Strona:Poezye Ludwika Kondratowicza tom V-VI.djvu/708

Z Wikiźródeł, wolnej biblioteki
Ta strona została przepisana.

Przecież dążym odważnie, a żaden nie pyta,
Że zbójcy na rumakach tuż za nami jadą;
Zbrojny iskrzącym mieczem, lasowy bandyta
Otoczył nasze przejście i stanął gromadą.
Spojrzałem — noże z pochew zabłysnęły wszędzie,
Biegłe ręce zbójeckie rwą się do oręża.
Owdzie strzelec, uzbrój on w śmiertelne narzędzie,
Mierzy paszczę rusznicy i oko wytęża.
Wystrzelił, buchnął ogień z dymem i łoskotem,
Gwiznął ołów, wyrwany z piekielnej czeluści, —
I włos mi się najeżył, i zlałem się potem,
Pierś zaparta z przestrachu ledwo oddech puści.

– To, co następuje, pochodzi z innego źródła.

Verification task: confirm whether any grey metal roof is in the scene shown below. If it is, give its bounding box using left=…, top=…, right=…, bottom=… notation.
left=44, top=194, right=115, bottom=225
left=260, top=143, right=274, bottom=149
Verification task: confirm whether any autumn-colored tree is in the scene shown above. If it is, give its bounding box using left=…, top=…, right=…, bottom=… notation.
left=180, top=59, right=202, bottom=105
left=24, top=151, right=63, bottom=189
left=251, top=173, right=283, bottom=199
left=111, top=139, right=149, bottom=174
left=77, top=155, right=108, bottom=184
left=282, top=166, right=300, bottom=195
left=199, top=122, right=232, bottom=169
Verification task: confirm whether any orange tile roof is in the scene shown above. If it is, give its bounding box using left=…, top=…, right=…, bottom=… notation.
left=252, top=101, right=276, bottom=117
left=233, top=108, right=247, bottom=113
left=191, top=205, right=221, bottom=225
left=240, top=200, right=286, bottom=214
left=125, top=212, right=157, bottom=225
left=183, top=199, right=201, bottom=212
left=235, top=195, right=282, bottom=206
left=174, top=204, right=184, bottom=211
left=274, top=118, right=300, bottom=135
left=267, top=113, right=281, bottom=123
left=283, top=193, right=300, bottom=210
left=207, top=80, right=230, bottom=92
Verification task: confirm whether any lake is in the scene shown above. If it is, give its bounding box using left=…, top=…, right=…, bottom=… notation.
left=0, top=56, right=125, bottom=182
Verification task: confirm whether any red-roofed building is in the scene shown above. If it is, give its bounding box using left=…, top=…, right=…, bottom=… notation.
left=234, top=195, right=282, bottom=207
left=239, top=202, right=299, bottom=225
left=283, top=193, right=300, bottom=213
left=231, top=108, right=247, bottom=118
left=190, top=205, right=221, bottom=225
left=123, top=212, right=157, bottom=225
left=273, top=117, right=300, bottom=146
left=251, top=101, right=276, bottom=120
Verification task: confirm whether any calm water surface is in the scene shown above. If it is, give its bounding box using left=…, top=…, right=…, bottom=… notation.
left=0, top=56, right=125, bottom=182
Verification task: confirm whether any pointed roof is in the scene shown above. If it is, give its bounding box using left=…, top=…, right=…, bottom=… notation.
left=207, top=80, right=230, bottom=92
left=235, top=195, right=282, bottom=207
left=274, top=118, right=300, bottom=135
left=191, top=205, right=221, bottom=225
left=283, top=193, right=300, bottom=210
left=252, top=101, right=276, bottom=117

I przyskoczyli zbójcy z wejrzeniem ognistem,
Barbarzyńskiemi słowy ich groźba zawrzała,
I dobyli sztyletów, i przeciągłym świstem
Dają jakieś poznaki, sygnały czy hasła.
Chciałem się bronie ręką, ale ręka mdława;
Patrzą wokoło siebie — i wóz bez obrony.
Wtem Nikolaj tajemne znaki mi podawa,
Widzę już oręż zbójcy ku niemu zwrócony.
Uderza moje uszy jego jęk i łkanie,
Drgnąłem — jakby me oczy zalał strumień krwawy,
Mniemałem już usłyszeć ostatnie konanie;
Dzięki jednak Niebiosom, to był krzyk obawy.
Wyrwałem się, skoczyłem — a tu obok puszcza, —
Zda mi się chyżej wiatru biegłem na bezdroże.
Kryjówka w gęstych liściach ledwo dzień przepuszcza,
Ciemny chróst moją ścieżkę ukrył w Imię Boże!
A tymczasem bandyta pastwił się zwycięski,
Nasze srebro ubogie, ów metal zwodniczy,
Źródło na całym świecie nieszczęścia i klęski,
Wszystek poszedł opłacać haracz rozbójniczy.
Tam stali towarzysze smutnie okupieni,
Rozmyślając nad dolą dalekiej podróży.
O wy, dęby szerokie! o stosy kamieni,
Których cień i kryjówka za mój uchroń służy!